Whether that simply doesn't register with the average user or whether sociopaths are actively sharing this content to try to encourage more violence, social networks have a responsibility to remove such images.

YouTube has said it is deplatforming videos of the Texas shooting, while Twitter and Meta, the parent company of Facebook, didn't respond to the New York Times's requests for comment. The Times reported that searches for the Texas shooting on Facebook, Instagram and YouTube linked mostly to news reports, as opposed to the kinds of graphic videos posted on Twitter. 

Even when platforms do have policies against this kind of horrific content, they often aren't enforced. This is partly because the technology they rely on for enforcement doesn't seem to work very well. For example, internal documents reviewed by the Wall Street Journal in 2021 showed that Facebook staffers estimated that the automated systems they use to remove posts that violate the company's policies against incitement and violence failed to remove 99.4% of such content. 

Clearly, social networks need human moderators. 

Since Musk purchased Twitter, he has laid off many of the staffers who were responsible for content moderation. And exposés by the New York Times and Time magazine reveal that Meta's content moderators are often contract workers who earn low pay, lack job security, and suffer lasting trauma as a result of their work. 

The violence spilling over from social media to the offline world should be a wake-up call to social networks that they need to invest more in the teams that are responsible for keeping their platforms safe. Hiring more workers to detect this content and ensuring they get the mental-health support they need to be able to do their jobs should be a top priority. 

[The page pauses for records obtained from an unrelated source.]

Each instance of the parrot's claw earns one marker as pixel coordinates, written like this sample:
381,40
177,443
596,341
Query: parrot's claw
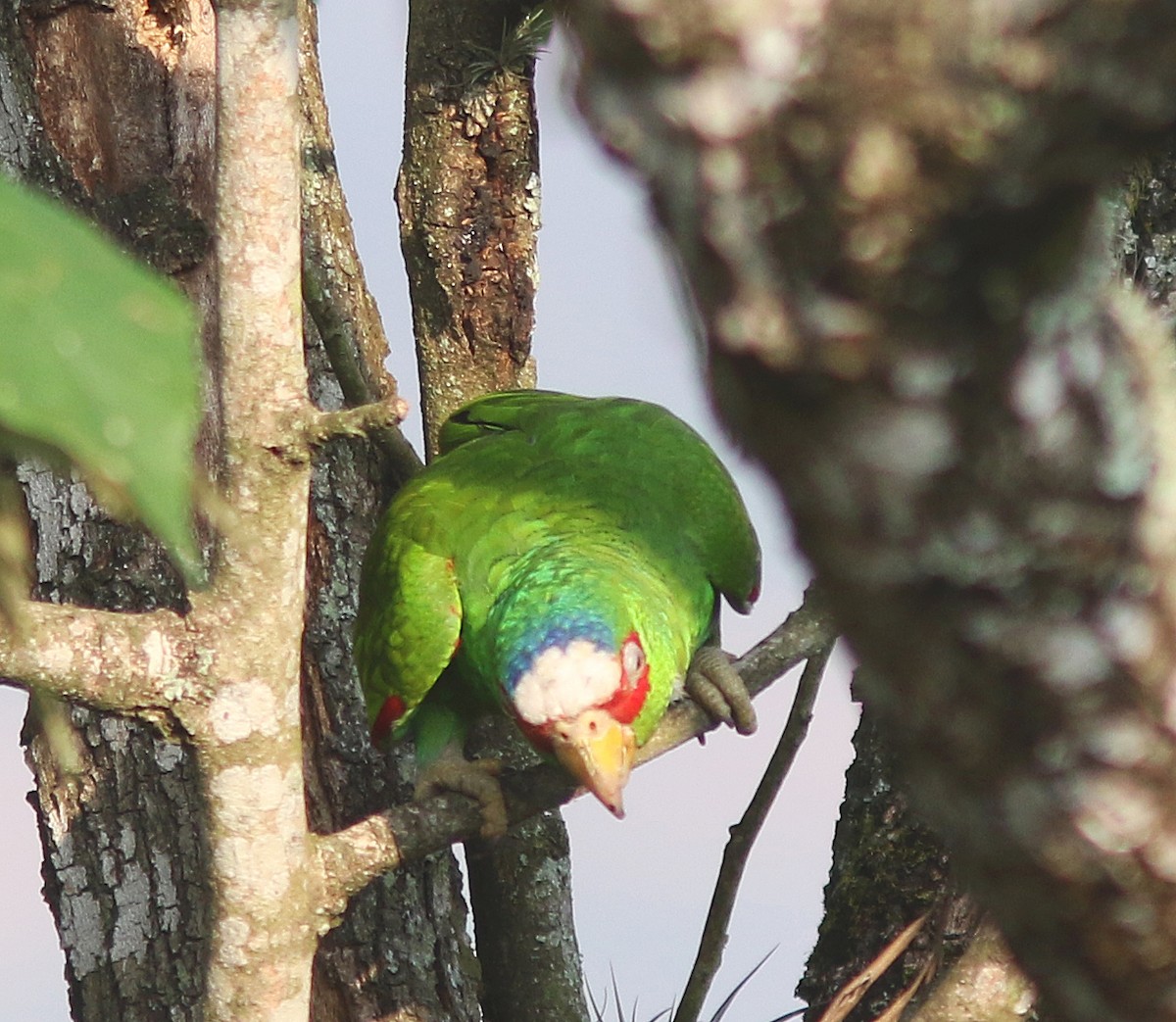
477,779
714,685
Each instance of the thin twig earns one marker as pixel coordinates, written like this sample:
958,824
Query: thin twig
851,995
742,839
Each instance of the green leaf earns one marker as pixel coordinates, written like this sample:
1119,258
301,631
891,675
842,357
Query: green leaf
99,362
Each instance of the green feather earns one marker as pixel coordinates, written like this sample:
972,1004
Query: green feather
542,505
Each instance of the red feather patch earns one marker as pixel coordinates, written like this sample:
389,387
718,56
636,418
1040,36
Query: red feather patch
392,710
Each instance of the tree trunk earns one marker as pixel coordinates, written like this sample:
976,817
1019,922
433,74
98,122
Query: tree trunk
889,219
113,110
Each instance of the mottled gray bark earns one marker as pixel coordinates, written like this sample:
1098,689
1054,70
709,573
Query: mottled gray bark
113,109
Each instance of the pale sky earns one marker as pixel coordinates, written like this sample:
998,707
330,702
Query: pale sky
609,322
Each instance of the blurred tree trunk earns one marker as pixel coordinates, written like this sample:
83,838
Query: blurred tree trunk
111,107
468,200
891,218
888,867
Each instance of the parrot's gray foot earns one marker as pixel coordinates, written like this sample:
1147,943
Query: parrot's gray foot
477,779
714,685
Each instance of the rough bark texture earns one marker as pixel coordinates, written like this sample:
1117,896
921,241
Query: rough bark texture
126,858
468,198
403,944
113,110
521,897
887,218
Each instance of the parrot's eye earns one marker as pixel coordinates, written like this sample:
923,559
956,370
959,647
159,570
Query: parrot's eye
633,658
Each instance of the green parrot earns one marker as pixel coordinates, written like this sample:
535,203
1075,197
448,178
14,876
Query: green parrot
562,560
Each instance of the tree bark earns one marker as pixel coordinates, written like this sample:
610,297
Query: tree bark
889,219
468,199
113,109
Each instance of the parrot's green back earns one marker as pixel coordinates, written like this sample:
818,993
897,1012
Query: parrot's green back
539,504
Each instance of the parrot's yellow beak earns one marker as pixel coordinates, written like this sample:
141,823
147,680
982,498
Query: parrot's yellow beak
598,751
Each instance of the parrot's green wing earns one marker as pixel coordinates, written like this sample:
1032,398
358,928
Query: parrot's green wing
640,463
409,623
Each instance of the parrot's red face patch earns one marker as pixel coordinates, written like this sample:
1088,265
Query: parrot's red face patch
630,694
392,710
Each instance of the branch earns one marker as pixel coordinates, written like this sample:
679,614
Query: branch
742,839
106,658
353,857
334,286
987,980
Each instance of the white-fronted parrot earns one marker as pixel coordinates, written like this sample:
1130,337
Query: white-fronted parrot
562,560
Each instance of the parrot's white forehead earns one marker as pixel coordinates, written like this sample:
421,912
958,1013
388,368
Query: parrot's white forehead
564,681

Users' efforts to share footage of the Texas shooting online should also be a wake-up call for legislators that there may be more mass shootings if they don't act now to implement stronger gun-control measures. It should also serve as a signal to politicians that many of the people who have resorted to sharing these gruesome images are sick of living under the threat of gun violence. 

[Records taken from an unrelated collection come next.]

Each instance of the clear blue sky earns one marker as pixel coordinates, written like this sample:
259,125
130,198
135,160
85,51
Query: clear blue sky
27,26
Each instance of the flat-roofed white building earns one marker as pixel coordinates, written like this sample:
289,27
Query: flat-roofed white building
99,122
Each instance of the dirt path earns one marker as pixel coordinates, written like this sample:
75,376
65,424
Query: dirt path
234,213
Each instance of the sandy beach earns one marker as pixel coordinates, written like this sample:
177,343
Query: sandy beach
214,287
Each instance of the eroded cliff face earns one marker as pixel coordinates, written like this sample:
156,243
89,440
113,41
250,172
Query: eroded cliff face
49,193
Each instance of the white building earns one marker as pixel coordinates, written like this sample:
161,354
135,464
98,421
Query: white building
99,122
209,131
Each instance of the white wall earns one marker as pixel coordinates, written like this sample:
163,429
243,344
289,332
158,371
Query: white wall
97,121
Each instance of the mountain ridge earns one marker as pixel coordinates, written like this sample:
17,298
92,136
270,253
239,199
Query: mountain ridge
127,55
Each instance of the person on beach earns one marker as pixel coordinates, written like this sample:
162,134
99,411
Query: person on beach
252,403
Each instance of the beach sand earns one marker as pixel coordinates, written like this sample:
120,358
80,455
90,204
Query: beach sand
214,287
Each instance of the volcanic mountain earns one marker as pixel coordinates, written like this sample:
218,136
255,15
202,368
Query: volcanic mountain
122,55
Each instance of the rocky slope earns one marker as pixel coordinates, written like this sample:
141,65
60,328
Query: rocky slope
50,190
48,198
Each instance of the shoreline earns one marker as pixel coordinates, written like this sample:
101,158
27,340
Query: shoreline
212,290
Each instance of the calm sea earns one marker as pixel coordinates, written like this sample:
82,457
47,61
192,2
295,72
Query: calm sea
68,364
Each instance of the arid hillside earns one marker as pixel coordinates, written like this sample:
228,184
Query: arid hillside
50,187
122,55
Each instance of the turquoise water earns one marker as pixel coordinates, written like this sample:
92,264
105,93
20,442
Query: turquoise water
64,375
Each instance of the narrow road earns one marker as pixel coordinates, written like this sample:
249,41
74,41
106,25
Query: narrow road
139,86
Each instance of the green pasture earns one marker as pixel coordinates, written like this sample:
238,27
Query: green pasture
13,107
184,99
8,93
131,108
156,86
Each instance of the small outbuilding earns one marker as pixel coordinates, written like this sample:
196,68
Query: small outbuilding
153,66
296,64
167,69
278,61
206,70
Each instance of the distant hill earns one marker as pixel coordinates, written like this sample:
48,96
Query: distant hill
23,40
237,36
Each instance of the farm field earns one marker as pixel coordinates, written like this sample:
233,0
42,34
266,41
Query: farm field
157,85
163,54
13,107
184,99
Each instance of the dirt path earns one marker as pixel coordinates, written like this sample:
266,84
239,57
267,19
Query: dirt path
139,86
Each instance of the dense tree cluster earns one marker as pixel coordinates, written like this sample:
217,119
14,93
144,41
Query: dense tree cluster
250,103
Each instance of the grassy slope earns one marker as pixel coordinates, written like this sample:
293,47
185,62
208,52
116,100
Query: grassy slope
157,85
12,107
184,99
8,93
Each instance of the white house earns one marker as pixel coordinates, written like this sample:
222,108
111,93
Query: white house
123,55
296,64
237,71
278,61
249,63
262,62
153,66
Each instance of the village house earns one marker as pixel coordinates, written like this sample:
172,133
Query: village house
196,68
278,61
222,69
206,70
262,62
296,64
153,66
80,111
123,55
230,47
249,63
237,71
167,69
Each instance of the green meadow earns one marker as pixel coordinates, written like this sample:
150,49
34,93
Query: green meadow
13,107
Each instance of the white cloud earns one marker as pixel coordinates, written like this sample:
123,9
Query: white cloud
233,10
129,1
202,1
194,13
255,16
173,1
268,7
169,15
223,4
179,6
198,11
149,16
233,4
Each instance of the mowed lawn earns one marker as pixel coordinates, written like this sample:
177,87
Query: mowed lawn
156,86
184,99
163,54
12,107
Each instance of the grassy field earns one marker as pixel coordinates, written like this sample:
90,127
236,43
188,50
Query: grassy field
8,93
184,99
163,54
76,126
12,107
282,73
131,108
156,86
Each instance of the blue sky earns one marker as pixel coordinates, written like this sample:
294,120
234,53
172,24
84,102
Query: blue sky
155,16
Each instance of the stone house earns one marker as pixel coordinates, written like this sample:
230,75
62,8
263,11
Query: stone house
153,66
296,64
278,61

According to a poll conducted by the Kaiser Family Foundation in March, 54% of American adults say they or a family member have had a gun-related experience, such as witnessing a shooting, being threatened with a gun, or losing a family member to gun violence. 

As these experiences become the norm rather than the exception for people in the US, we're screaming for action. The No. 1 topic of conversation I have with friends and fellow parents these days is what we are telling our children to do in the event of a school shooting. As a voter, I have never been more outraged about anything than I am about having to explain to my daughter how to hide from a gunman while he shoots up her preschool. I've also never seen my friends and neighbors, people of all political stripes, so enraged about an issue.

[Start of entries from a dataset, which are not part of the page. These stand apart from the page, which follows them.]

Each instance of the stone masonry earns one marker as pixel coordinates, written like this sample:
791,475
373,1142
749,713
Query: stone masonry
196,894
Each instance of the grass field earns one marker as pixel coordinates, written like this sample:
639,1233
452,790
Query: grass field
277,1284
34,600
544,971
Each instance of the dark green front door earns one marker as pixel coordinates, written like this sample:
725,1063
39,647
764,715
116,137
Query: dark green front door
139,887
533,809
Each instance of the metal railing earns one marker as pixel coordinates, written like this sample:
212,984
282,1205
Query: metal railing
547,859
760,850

We're at wit's end, but we need a smarter strategy. 

Instead of sharing photos that could spark more violence, we should instead use social media to call on owners of social networks to stop hosting the hate that is spilling over into offline violence. And we need to use our social accounts to call out political leaders who don't support gun reform and demand that they take action. (House Speaker Kevin McCarthy and House Majority Leader Steve Scalise, I'm looking at you.)

Sharing photos of the latest victims of gun violence isn't going to make our country safer. But we can and should use our social media accounts to help social networks and lawmakers see the bigger picture: Americans are fed up with gun violence and are demanding change.

Kara Alaimo is an associate professor of communication at Fairleigh Dickinson University. Her book “Over the Influence: Why Social Media Is Toxic for Women and Girls — and How We Can Take It Back” will be published in 2024.